MCEC worked with the Town to develop this project from the ground up, providing support including working with the Chestertown team to review their goals and determine the best project development pathway, through procurement, contract award, utility interconnection and construction contract management.
In addition, MCEC financed the project, first by providing a $1.5 million bridge loan for early mobilization for upfront costs through the Climate Catalytic Capital Fund (C3 Fund) and then followed by $6 million of tax-exempt financing from Maryland Clean Energy Capital Program (MCAP) for repayment of the bridge loan and funding of the balance construction costs. This initiative demonstrates the start-to-finish value driven when combining MCEC project management services with its flexible financing solutions. In addition, the Maryland Energy Administration provided a $1 million grant through its Local Government Energy Modification (L-GEM) program for the project, which significantly improves the viability of the project for the Town.
“Chestertown is setting a powerful example for local governments throughout Maryland in demonstrating how communities can deploy solar to address both affordability and reliability for residents and local governments at the same time.” said MCEC Executive Director Kathy Magruder. “MCEC supported this initiative from idea to implementation, including procurement and technical support. We can do the same for other towns and cities in the state.”

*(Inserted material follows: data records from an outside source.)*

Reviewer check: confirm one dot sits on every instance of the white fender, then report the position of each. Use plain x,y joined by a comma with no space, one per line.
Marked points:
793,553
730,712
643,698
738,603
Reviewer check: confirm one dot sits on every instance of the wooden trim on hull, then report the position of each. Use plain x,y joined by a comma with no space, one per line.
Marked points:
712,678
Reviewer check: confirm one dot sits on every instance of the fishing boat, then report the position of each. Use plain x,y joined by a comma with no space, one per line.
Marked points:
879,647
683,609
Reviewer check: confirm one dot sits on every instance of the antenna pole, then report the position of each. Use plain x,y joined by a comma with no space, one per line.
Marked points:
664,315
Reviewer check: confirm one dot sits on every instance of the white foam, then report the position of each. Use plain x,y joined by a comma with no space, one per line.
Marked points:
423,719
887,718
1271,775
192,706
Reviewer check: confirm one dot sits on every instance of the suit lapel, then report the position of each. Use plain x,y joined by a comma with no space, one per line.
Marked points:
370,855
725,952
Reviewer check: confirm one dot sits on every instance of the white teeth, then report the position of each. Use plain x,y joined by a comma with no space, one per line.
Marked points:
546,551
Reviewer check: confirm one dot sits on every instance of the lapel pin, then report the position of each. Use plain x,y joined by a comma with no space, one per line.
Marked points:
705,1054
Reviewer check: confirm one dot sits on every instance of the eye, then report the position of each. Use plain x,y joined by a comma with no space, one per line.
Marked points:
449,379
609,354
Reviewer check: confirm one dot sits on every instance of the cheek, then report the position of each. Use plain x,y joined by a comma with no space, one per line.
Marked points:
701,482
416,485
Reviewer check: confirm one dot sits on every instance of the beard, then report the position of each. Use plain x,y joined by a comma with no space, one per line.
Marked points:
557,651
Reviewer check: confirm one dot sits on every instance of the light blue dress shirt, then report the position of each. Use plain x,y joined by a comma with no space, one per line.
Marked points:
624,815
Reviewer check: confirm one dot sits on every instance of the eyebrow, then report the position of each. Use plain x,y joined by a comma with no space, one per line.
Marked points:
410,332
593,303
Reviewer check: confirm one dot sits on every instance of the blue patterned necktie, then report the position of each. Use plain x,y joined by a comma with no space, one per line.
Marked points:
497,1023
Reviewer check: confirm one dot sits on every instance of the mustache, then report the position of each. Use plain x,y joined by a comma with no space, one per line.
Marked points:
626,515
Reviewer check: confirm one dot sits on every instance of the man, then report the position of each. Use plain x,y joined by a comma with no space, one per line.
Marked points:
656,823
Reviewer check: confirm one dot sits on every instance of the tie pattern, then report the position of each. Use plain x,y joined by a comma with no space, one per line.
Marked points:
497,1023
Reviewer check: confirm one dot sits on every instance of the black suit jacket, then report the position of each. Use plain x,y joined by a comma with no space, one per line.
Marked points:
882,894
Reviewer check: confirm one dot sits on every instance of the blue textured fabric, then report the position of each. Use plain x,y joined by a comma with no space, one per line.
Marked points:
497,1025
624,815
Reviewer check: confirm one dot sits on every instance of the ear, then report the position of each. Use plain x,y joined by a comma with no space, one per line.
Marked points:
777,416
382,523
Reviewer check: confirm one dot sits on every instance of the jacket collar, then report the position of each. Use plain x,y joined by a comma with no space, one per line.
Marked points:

Once complete, the solar array is projected to avoid approximately 1,300 metric tons of annual greenhouse gas emissions, comparable to eliminating nearly 3.3 million miles driven by an average gasoline-powered vehicle. Additionally, Chestertown anticipates annual town cost savings of approximately $400,000, while community solar participants are projected to save 10-20% on annual electricity costs.
Thanks to the efforts of local leaders and coordination between Chestertown, GreenGen, MEA, and MCEC, the project will deliver long-term energy cost stability for residents, increase the town’s energy independence, and drive environmental and economic value for the community.
“Chestertown is proving that small towns can be clean energy leaders,” said Chestertown Mayor Meghan Efland. “By advancing our path to net-zero and keeping this project municipally owned, we’re ensuring that every dollar of savings strengthens our community. This is energy independence that works for local government and our residents alike.”
“Supporting Chestertown’s clean energy future is especially meaningful for us as a Maryland-based energy solutions company,” said Brad Dockser, CEO of GreenGen. “It reflects our mission to turn sustainability goals into practical, financeable projects with real impact. What sticks out is the dual benefit: emissions reductions alongside measurable cost savings, and we’re proud to support Chestertown, MCEC, and the State of Maryland in strengthening local budgets while reducing carbon emissions.”
Structured as a long-term municipal asset, the project is expected to generate annual revenue for the town over its 25-year operational life, with construction is expected to begin in the coming months, with the project anticipated to be operational by early 2027.